Dave Berry, vice president of Swift, said he is still hoping discussions with the port will resolve the issue without requiring his company to make the payment, but he declined to be specific.
“Swift values its relationship with the Port of Los Angeles and is proud of the role it played in cleaning up the air,” he said.
The other carriers did not return calls for comment.
The subsidies were dispersed through the port’s Early Action Incentive Program, which was approved in 2008, with the money distributed in January 2009.
The port began electronically monitoring truck activity on July 1, 2009. Initially, the port required 300 trips per truck annually, but when 38 carriers that received subsidies didn’t make the minimum trips due to the recession, the port cut the requirement in half, leaving only six carriers in violation.

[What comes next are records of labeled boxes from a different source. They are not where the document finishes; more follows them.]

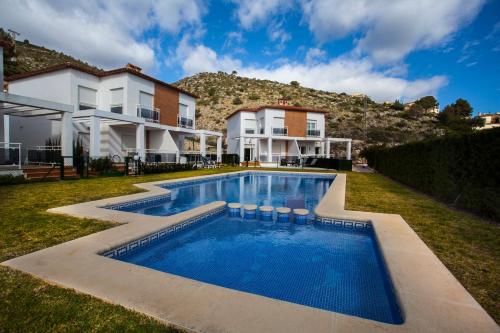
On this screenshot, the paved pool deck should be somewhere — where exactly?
[2,170,500,333]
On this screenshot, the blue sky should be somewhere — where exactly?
[0,0,500,113]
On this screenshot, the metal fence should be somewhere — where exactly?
[0,142,22,169]
[25,146,61,165]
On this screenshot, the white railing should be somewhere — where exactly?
[245,128,255,134]
[146,149,179,163]
[137,104,160,123]
[306,129,321,137]
[271,126,288,136]
[177,115,194,128]
[0,142,21,169]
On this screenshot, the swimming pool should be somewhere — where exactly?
[108,172,335,216]
[116,211,402,324]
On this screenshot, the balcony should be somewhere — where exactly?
[137,104,160,123]
[177,116,194,128]
[306,129,321,137]
[271,127,288,136]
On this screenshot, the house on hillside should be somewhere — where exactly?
[478,112,500,129]
[226,100,351,165]
[0,63,222,162]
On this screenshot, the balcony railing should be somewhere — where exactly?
[307,129,321,136]
[271,127,288,136]
[137,104,160,123]
[177,116,194,128]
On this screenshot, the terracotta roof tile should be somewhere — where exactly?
[5,62,198,98]
[226,105,328,119]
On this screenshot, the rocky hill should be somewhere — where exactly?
[0,33,442,156]
[175,72,441,154]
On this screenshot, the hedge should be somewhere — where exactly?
[362,128,500,221]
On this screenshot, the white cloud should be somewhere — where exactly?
[233,0,293,30]
[0,0,204,70]
[177,40,447,101]
[267,21,292,51]
[302,0,485,63]
[306,47,326,64]
[175,36,242,75]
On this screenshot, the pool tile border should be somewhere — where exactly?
[99,205,226,259]
[1,170,500,333]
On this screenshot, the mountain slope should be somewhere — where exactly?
[0,33,442,156]
[175,72,441,152]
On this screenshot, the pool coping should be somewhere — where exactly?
[2,170,500,332]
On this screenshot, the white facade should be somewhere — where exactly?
[227,106,351,163]
[1,68,222,162]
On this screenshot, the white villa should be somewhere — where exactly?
[227,100,351,165]
[0,63,222,162]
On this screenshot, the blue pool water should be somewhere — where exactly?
[117,213,403,324]
[120,173,334,216]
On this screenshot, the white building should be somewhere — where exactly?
[0,63,222,162]
[227,103,351,164]
[478,112,500,129]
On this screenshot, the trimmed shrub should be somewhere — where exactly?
[90,156,113,174]
[362,129,500,221]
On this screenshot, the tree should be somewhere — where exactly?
[392,99,405,111]
[437,98,484,133]
[415,96,439,110]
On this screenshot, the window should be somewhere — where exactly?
[139,91,153,110]
[273,117,285,128]
[307,120,320,136]
[272,117,288,135]
[109,88,123,113]
[243,119,257,134]
[137,91,160,123]
[307,120,316,130]
[179,103,189,118]
[78,86,97,110]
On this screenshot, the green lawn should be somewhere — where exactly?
[0,168,500,332]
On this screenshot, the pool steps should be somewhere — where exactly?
[227,202,309,224]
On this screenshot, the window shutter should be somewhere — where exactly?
[78,87,97,106]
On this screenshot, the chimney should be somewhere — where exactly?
[125,63,142,72]
[278,98,288,106]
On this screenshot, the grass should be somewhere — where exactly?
[346,173,500,323]
[0,168,500,332]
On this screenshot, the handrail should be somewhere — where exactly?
[0,142,22,169]
[271,126,288,136]
[137,104,160,123]
[306,129,321,137]
[177,115,194,128]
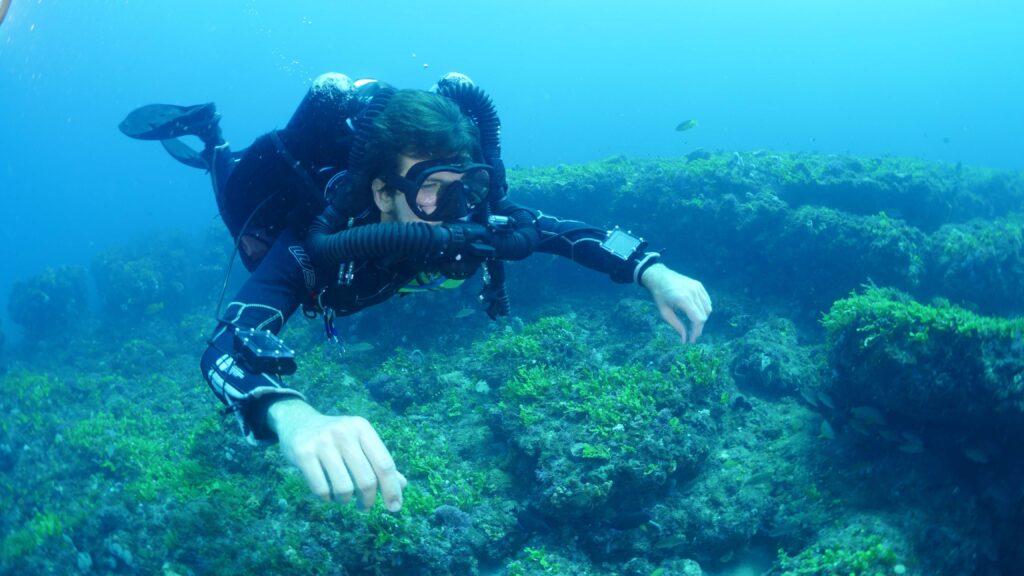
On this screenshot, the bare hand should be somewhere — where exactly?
[267,400,407,512]
[640,263,712,342]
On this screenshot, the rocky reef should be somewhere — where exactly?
[6,152,1024,576]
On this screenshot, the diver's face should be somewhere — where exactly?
[372,154,471,224]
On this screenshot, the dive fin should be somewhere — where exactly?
[118,102,220,141]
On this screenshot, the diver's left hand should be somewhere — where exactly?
[640,263,712,342]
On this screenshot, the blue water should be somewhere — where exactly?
[0,0,1024,334]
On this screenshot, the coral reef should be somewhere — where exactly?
[0,152,1024,576]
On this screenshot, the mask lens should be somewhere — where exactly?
[462,168,490,204]
[397,160,490,221]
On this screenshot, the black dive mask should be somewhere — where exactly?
[382,158,492,222]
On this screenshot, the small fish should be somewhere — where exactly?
[899,441,925,454]
[964,446,988,464]
[818,420,836,440]
[800,388,818,408]
[654,535,687,550]
[818,390,836,410]
[345,342,374,354]
[847,419,871,437]
[850,406,886,426]
[676,120,697,132]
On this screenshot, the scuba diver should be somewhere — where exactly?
[121,73,712,511]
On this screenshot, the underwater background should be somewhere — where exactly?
[0,0,1024,576]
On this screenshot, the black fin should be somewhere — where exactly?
[118,102,220,140]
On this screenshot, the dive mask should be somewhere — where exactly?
[381,158,492,222]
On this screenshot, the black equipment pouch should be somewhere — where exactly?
[234,328,297,376]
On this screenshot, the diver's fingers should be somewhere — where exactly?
[680,294,711,342]
[359,425,406,512]
[698,284,714,316]
[657,304,686,342]
[338,416,377,510]
[295,453,331,501]
[319,446,354,503]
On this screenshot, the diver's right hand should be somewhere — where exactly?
[267,399,407,512]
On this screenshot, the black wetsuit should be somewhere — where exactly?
[201,203,657,441]
[201,77,658,442]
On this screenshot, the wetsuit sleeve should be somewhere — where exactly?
[200,226,314,444]
[495,201,662,284]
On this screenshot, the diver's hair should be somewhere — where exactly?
[351,90,481,214]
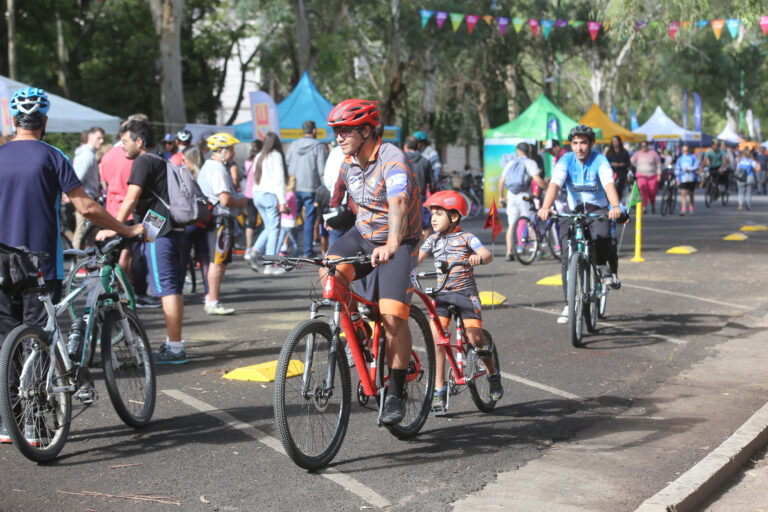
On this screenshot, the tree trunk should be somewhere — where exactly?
[149,0,187,131]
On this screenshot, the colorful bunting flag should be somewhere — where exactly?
[587,21,600,42]
[712,20,725,41]
[528,18,539,37]
[541,20,555,39]
[466,14,480,35]
[421,9,435,28]
[496,17,509,37]
[435,11,448,30]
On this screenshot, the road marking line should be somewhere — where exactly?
[413,347,586,402]
[523,306,688,345]
[621,282,752,309]
[162,389,392,508]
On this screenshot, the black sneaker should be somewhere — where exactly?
[381,395,405,425]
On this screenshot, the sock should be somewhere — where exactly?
[389,369,408,398]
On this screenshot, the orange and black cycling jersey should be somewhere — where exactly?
[340,139,421,243]
[420,226,483,295]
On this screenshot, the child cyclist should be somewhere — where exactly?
[419,190,504,415]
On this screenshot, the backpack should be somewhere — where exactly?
[504,158,528,194]
[150,155,213,226]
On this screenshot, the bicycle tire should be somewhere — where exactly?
[467,329,501,412]
[272,320,351,470]
[567,253,584,347]
[387,306,435,439]
[0,325,72,462]
[512,215,539,265]
[101,309,157,428]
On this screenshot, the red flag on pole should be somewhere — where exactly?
[483,197,503,241]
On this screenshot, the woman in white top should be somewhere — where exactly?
[252,132,288,274]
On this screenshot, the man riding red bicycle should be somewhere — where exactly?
[321,99,421,425]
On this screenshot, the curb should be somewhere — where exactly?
[635,404,768,512]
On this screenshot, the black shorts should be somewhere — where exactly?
[435,292,483,328]
[328,227,420,320]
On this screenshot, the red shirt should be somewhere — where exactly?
[99,145,133,219]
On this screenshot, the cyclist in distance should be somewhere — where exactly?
[320,99,421,425]
[538,124,621,324]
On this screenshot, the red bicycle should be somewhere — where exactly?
[264,255,435,470]
[411,261,501,413]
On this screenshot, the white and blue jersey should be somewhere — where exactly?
[675,155,699,183]
[552,151,613,210]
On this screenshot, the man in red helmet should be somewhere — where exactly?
[328,99,421,425]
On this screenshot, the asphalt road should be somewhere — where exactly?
[0,196,768,512]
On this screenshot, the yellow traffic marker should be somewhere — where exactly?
[224,359,304,382]
[480,292,507,306]
[741,224,768,231]
[536,274,563,286]
[667,245,698,254]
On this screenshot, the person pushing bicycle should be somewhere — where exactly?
[419,190,504,411]
[320,99,421,425]
[538,124,622,324]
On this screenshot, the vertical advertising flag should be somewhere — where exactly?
[693,92,701,132]
[250,91,280,140]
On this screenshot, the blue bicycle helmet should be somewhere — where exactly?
[10,87,51,117]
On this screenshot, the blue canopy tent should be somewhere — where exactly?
[235,71,400,143]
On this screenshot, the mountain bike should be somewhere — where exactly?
[412,261,501,412]
[264,255,435,470]
[0,239,156,462]
[512,195,562,265]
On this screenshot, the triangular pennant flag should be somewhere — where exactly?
[528,18,539,37]
[420,9,435,28]
[435,11,448,30]
[587,21,600,42]
[483,197,504,242]
[541,20,555,39]
[712,20,725,41]
[669,21,680,41]
[450,12,464,32]
[496,17,509,36]
[465,14,480,35]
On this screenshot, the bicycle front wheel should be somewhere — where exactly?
[272,320,351,470]
[101,309,157,428]
[467,329,501,412]
[388,305,435,439]
[512,217,539,265]
[0,325,72,462]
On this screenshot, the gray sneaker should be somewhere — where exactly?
[152,343,189,364]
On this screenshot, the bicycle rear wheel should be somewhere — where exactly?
[0,325,72,462]
[467,329,501,412]
[272,320,351,470]
[567,253,584,347]
[387,305,435,439]
[101,309,157,428]
[512,216,539,265]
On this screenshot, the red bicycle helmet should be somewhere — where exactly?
[424,190,469,217]
[328,99,381,128]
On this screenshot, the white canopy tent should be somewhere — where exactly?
[633,106,701,142]
[0,75,120,135]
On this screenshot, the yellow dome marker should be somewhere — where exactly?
[536,274,563,286]
[480,292,507,306]
[741,224,768,231]
[667,245,698,254]
[224,359,304,382]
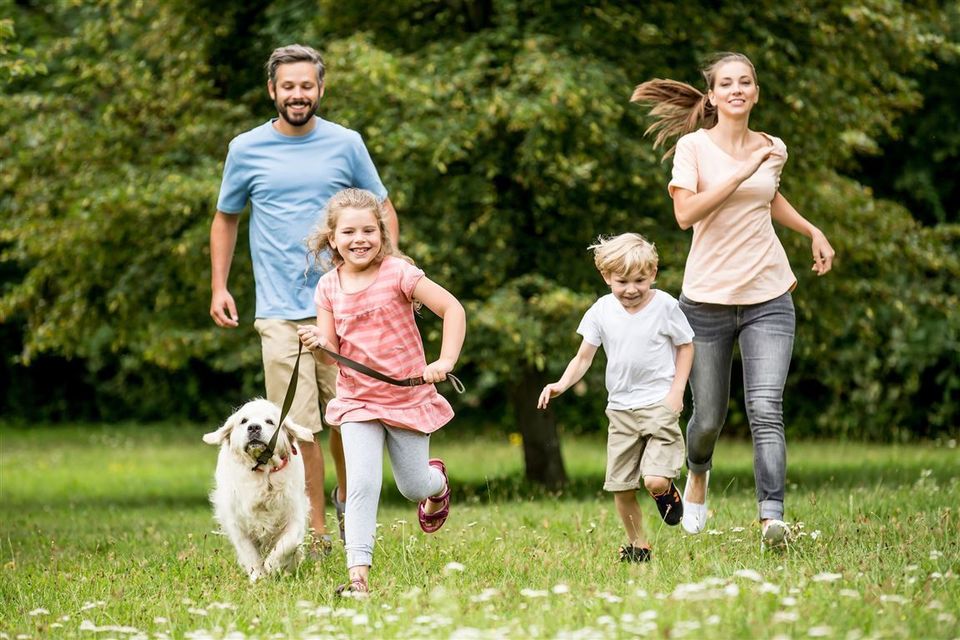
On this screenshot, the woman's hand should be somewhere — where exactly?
[810,229,837,276]
[423,358,454,383]
[738,144,783,182]
[297,324,329,351]
[537,382,565,409]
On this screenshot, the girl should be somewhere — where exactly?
[298,189,466,593]
[631,53,834,546]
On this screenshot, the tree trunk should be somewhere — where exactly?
[510,368,567,490]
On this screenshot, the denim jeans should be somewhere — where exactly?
[680,292,796,520]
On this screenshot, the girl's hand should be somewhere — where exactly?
[423,358,453,383]
[537,382,564,409]
[811,229,837,276]
[297,325,329,351]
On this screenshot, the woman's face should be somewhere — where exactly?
[708,60,760,119]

The port originally notified the carriers last August that electronic monitoring indicated they had failed to meet the requirement, and then spent 10 months double-checking the numbers against hard copy gate receipts, said port spokesman Philip Sanfield.
Earlier this month, the port concluded its review. The port is considering filing legal action if the carriers do not comply with the demands. “We’re ready to talk with our attorneys, (but) hopefully we won’t need to take legal action,” he said.
The port is monitoring trip totals for the 2010-2011 fiscal year, but has not released preliminary totals.
Next door, the Port of Long Beach in 2008 adopted most elements of the Clean Truck Program. However, it offered a different subsidy program.
Only 203 truckers took Long Beach up on its offer. A port spokesperson said all 203 participants exceeded the required 150 trips in the first year of the program.
Sandor Lau, development director of Cascade Sierra Solutions, a Eugene, Ore.-based non-profit financier, said he was not surprised by all the complications with the Los Angeles program, nor the low participation rate in Long Beach.
He noted that his organization has helped fund 600 new clean trucks in Los Angeles and Long Beach. He said clients didn’t want to navigate the 80-plus page grant applications for subsidies, and in the case of the Long Beach lease-to-own program they couldn’t meet the lending standards.
“We lend to borrowers who might not otherwise qualify,” he said. “Many of these truckers are Hispanic or Latino immigrants who come from countries that don’t have the same credit-rating systems.”
Josh Owen, president of Carson-based carrier Ability Trimodal, which services both ports, said there were simply too many strings at either port to enroll in the subsidy programs. Instead, he replaced all 41 of his trucks through low-interest loans offered by Cascade Sierra.
“We secured our own set of grants,” he said. “Hardly anybody took the grants.”